ChIP-Seq is rapidly becoming the approach of choice for genome-wide discovery of protein-DNA interactions, generating a need for robust and transparent analytical methodologies that leverage its inherent strengths. We developed QuEST to meet this need and utilized it as part of a work flow that is effective at producing a high-confidence list of specific and active TFBSs.
The high resolution of QuEST peak calls, evident for each of the diverse transcription factors we analyzed, is perhaps the most noteworthy methodological aspect of our results. For example, 89% of peaks that contained a significantly matching canonical TFBS motif in the NRSF polyclonal data were within 25 bp of the motif center, and 56% were within 10 bp (). QuEST thereby brings within reach an important goal in annotative functional genomics, which is to identify at high confidence the precise locations at which DNA binding proteins interact with the genome.
One feature that merits some discussion is the score QuEST generates for each peak, according to which the peaks are ranked. The score is directly proportional to the amount of tag enrichment in the set of DNA fragments that yielded sequences. Thus, a peak with a score of 50 is due to a TFBS that was twice as abundant in the DNA sample as a TFBS with a peak score of 25. While both scores may be above the reporting cutoff chosen (by the desired FDR), and are therefore considered real, there is twice the support for (and hence the confidence in) the stronger peak.
One potential drawback of QuEST is that it does not convert peak scores into definitive P-values. Instead, the stringency of peak calls is determined by the score threshold at which the peaks are reported, and the FDR is calculated for this threshold. Users can either use the default threshold or specify their own and assess the stringency through the FDR.

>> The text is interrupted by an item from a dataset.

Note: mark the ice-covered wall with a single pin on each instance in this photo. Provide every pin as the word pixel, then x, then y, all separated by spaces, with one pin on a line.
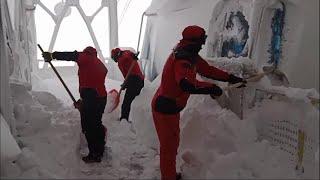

Model-free analysis as implemented in QuEST may be considered less powerful than approaches that leverage the additional power of an explicit model for the ChIP-Seq data. However, such explicit modeling will likely be elusive in the near future because of the many experimental and biological factors that influence the eventual enrichment signal that is detected by ChIP-Seq. Some part of the enrichment signal ought to reflect occupancy by the transcription factor, but confounding factors such as antibody specificity, epitope accessibility, and susceptibility of TFBS-adjacent DNA to shearing will be difficult to model explicitly. Furthermore, downstream manipulation necessary for library building, especially library amplification and sequencing, introduce additional biases into the enrichment signal. Together, these factors contribute to increased variance of signal strength across the binding sites, and complicate detection of weak binding signals. Application of QuEST or similar approaches will enhance our empirical understanding of ChIP-Seq data over the course of the next few years.